第7話 新しい一歩のための代償
菖蒲と菫の誕生日から十日後。菫を失ってしばらく休んでいた菖蒲だったが、今日からは高校に復帰する。
「――結局立ち直ったんだな」
ここは菖蒲の住むアパートの様子が窺えるマンションの一室。真新しい制服を着込みアパートを出てきた菖蒲の姿を双眼鏡で見ていた朔夜は、隣で同じように眺めていた聖人に声を掛けた。

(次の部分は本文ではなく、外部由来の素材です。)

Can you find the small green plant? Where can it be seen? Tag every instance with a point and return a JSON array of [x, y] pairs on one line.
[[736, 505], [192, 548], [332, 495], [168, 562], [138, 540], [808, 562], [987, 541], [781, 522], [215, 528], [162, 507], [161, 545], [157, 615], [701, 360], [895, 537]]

「てっきりオレは、恨み言を言われるんだとばかり思って覚悟していたんだけどね。どうにかならないのか、とか、蘇らせてくれ、とかさ。神を呪うとまで宣言した女なんだろ? 心の底から本気で、さ。ちょっと期待ハズレ」
不思議そうに言う朔夜に、聖人は返す。
「彼女は菫ちゃんの笑顔を守りたかっただけですからね。内面的な喜びも、その表面に出る喜びも、そのすべてを愛し、守りたいと願った。ですから、真相を知って生きることを選んだのだと思いますよ」
菖蒲がきちんと学校に向けて歩き出したのを見て、聖人はほっと息をついた。
「――で、どうするんだ?」
「どうするって、何をです?」
望遠鏡から目を離し、隣で窓に背を預けていた朔夜に問う。
「大抵の人間なら心が折れてしまうような状況を乗り切った女だ。あれだけの強い感情を生み出すことができる精気を持った彼女なら、さぞかし立派な子孫を残せるだろうな」
さらりと言われて、聖人は眉間にしわを寄せた。
「そういう品のない話はしてほしくありませんね」
「ってか、オレらはそのための存在だろ? 女を孕ませて繁殖するわけで、それは人間の男と同じ。この奇跡を使う能力だって、そもそも女に夢を見せて惹き付けるための道具じゃん。聖人っつー名前のとおりに綺麗ぶるなよ」
はぁやれやれと肩をすくめ、呆れ口調で告げる。
「正攻法の何がいけないんですか? ちゃんと惚れさせて、それからですよ」
「めんどうくせーな。ちゃっちゃと済ませること済ませりゃ良いのに」
「じゃあ、逆にお聞きしますけど、そっちは何の用でここに残っているんです? 君の用事は済んだでしょう? 菖蒲を菫ちゃんのいる場所に連れて行き、その最期を見届けること――確か彼女の願いはそれでしたよね?」
面白くなさげに言うと、朔夜は口の端をきゅっと上げた。
「いーや。願いはそれだけじゃないぜ?」
想定外の台詞に、聖人は不思議そうに首をかしげた。
「おや? 依頼人もいなくなったというのに、意外と君は律儀なタイプだったんですね」
「一言多いな」
煽るように言う聖人に、あからさまに嫌そうな顔をする朔夜。ぎすぎすした空気が一瞬流れる。沈黙を先に破ったのは聖人だった。
「で、何を菫ちゃんは願ったんです?」
「菖蒲の笑顔を守ってくれってさ」
「……ほう」
聖人は顔を引きつらせた。ライバルになるとは思っていない聖人だったが、同業者がそばにいるのはやりづらい。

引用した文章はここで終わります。